Recensione: Asylum
Eddie che si traveste da giullare sull’ultima scia di un Carnevale passato da poco? No! Il terrificante personaggio ritratto sulla copertina di ‘Asylum’, nuovo Full-Length degli statunitensi Atrophy, è sempre la loro mascotte, il pazzo buffone che su ‘Socialized Hate’, loro primo album del 1988, giocava con gli arsenali nucleari di Russia ed America e la cui evoluzione lo ha portato ad assomigliare molto alla creatura uscita dalla matita di Derek Riggs per accompagnare gli Iron Maiden nella loro lunga storia e diventare uno dei maggiori simboli dell’Heavy Metal.
La storia degli Atrophy è un classico: appartenenti alla seconda ondata Thrash, dopo due album si sono sciolti, per poi ritornare nel 2015 e scindersi in due distinte band nel 2020: da una parte Tim Kelly ha formato gli Scars of Atrophy (con all’attivo l’EP ‘Nations Divide’ del 2022), dall’altra Brian Zimmerman ha messo su un nuovo gruppo mantenendo il monicker originale.
Il risultato di quest’ultimo è, appunto, ‘Asylum’, disponibile dal 15 marzo 2024 via Massacre Records.
La formula è sempre la stessa: Thrash Bay Area vecchio stampo, solido e ruvido allo stesso tempo, incazzato, sguinzagliato allo stato brado e basato sulla velocità smodata e su un tocco di follia.
Assolutamente nulla di nuovo: ‘Asylum’ mescola Metallica, Testament, Exodus, Slayer, Death Angel per farli diventare Atrophy, esattamente come fatto al loro esordio. In più viene aggiunta una produzione moderna, che porta brani senza compromessi al massimo della detonazione e potenza, lasciando integra la loro natura selvaggia appartenente, per scrittura, più al passato che al presente.
Discorso difficile per dire che ‘Asylum’ ha un buon tiro Old School, energico e ribelle, con nove pezzi lanciati spediti a sfondare qualsiasi muro.
Riff al fulmicotone, una batteria che fa gli straordinari, una voce caustica e decisa (anche se un po’ aiutata da controvoci, riverbero, ecc. ma lasciamo stare … che poi pensiamo alla resa live e roviniamo tutto) e parti melodiche dinamiche con un buon protagonismo delle chitarre. Il Thrash degli Atrophy è da manuale, portavoce di quell’anticonformismo che, negli anni ’80 aveva unito la furia rivoluzionaria dell’Hardcore con la potenza oscura dell’Heavy Metal.

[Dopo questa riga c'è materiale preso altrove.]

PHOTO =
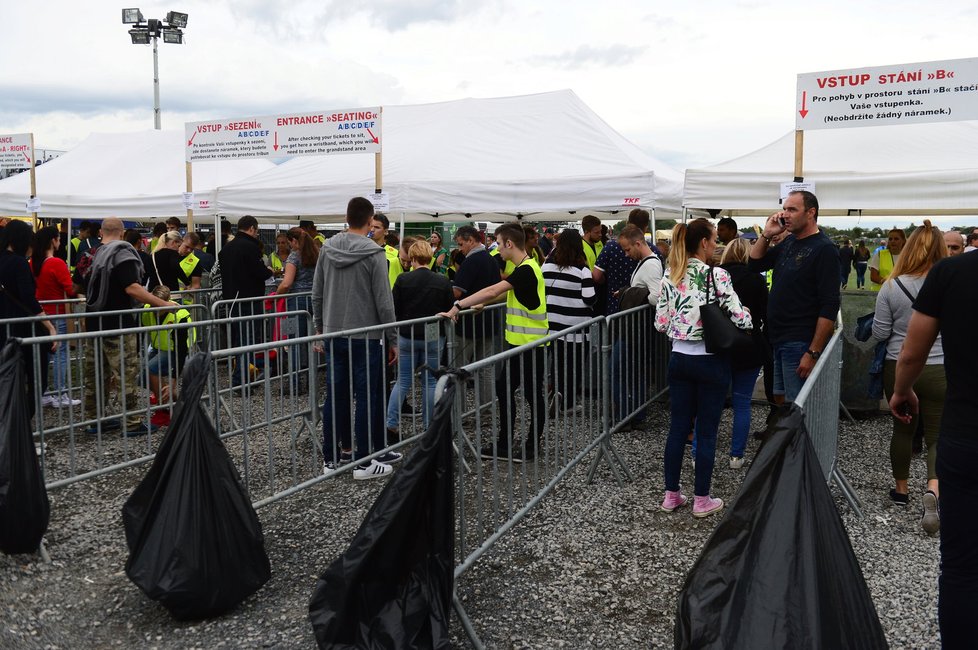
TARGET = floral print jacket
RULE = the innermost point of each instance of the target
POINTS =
(677, 314)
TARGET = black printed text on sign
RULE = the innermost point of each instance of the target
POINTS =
(320, 133)
(937, 91)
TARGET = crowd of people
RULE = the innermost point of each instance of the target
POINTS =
(784, 287)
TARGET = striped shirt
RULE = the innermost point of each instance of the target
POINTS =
(570, 292)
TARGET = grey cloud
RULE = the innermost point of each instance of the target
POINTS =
(586, 56)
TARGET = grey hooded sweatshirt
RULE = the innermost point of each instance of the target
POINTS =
(350, 288)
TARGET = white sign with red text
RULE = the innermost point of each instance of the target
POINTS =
(937, 91)
(318, 133)
(16, 151)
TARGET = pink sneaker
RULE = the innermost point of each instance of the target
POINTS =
(706, 506)
(673, 500)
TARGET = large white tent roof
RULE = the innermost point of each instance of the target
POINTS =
(540, 156)
(138, 175)
(909, 169)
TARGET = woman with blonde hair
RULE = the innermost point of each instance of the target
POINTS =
(894, 306)
(745, 364)
(698, 380)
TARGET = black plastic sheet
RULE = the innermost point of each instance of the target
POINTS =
(393, 587)
(779, 571)
(195, 542)
(24, 506)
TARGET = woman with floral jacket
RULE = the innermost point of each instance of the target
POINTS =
(698, 380)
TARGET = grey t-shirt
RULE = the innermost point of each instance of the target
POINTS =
(892, 316)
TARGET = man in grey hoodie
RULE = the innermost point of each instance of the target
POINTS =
(350, 290)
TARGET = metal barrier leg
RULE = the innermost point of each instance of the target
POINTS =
(463, 618)
(847, 491)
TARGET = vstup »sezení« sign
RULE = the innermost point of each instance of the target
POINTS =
(318, 133)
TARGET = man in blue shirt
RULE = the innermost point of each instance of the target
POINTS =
(804, 299)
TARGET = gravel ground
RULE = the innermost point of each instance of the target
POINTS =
(593, 566)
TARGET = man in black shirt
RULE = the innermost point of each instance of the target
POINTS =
(804, 299)
(113, 283)
(477, 335)
(243, 275)
(941, 308)
(526, 322)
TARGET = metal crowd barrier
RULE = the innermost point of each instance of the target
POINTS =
(819, 400)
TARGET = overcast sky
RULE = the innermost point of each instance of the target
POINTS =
(693, 83)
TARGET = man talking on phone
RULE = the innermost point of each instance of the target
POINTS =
(804, 297)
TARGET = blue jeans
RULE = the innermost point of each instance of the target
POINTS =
(60, 379)
(958, 583)
(787, 356)
(299, 354)
(354, 398)
(741, 393)
(412, 354)
(697, 389)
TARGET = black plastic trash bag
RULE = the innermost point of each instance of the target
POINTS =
(195, 542)
(778, 571)
(24, 506)
(393, 587)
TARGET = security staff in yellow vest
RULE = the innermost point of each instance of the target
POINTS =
(592, 243)
(281, 253)
(168, 348)
(310, 229)
(379, 225)
(882, 262)
(526, 323)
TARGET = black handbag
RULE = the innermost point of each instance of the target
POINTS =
(719, 333)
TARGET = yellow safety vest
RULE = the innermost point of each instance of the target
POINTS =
(886, 267)
(165, 340)
(277, 263)
(510, 267)
(591, 253)
(394, 267)
(524, 325)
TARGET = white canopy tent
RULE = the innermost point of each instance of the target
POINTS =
(918, 169)
(543, 157)
(139, 175)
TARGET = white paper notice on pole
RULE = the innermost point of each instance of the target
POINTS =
(382, 201)
(317, 133)
(788, 188)
(937, 91)
(15, 151)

Di contro, il voler correre senza mai fermarsi e l’evitare pause, al massimo il rallentare lievemente ma senza mai scendere sotto il limite di velocità (eccetto un paio di arpeggi in ‘Close My Eyes’ e ‘Five Minutes ‘Til Suicide’ più che altro fini a sé stessi e qualche mid tempo qua e là), porta ad una certa uniformità del songwriting.
Così, mancano quel paio di pezzi che si ricordano, che diventano il simbolo dell’album, che ti fanno dire “questi sono gli Atrophy”. Alla fine ‘Asylum’ è un bel disco ma che, per questo motivo, diventa anche abbastanza anonimo. Non solo, passata la metà (da ‘American Dream’) le tracce diventano anche più difficili da ascoltare, più ostiche nelle strutture, diciamo … ed anche se non sono male il coinvolgimento diminuisce.
Riassumendo: ci troviamo di fronte un buon lavoro, dal sapore genuino, ma che non decolla totalmente … dopo un po’ di salita si assesta e viaggia orizzontalmente.
Valore aggiunto al disco sono Kragen Lum (Heathen), che suona l’assolo su ‘American Dreams’, e Justin Stear (Alphakill), che suona il basso su ‘American Dreams’, ‘Close My Eyes’ e ‘Distortion’.
‘Asylum’ è stato prodotto, mixato e masterizzato da Alex Parra ai Second Sight Studio di Atlanta.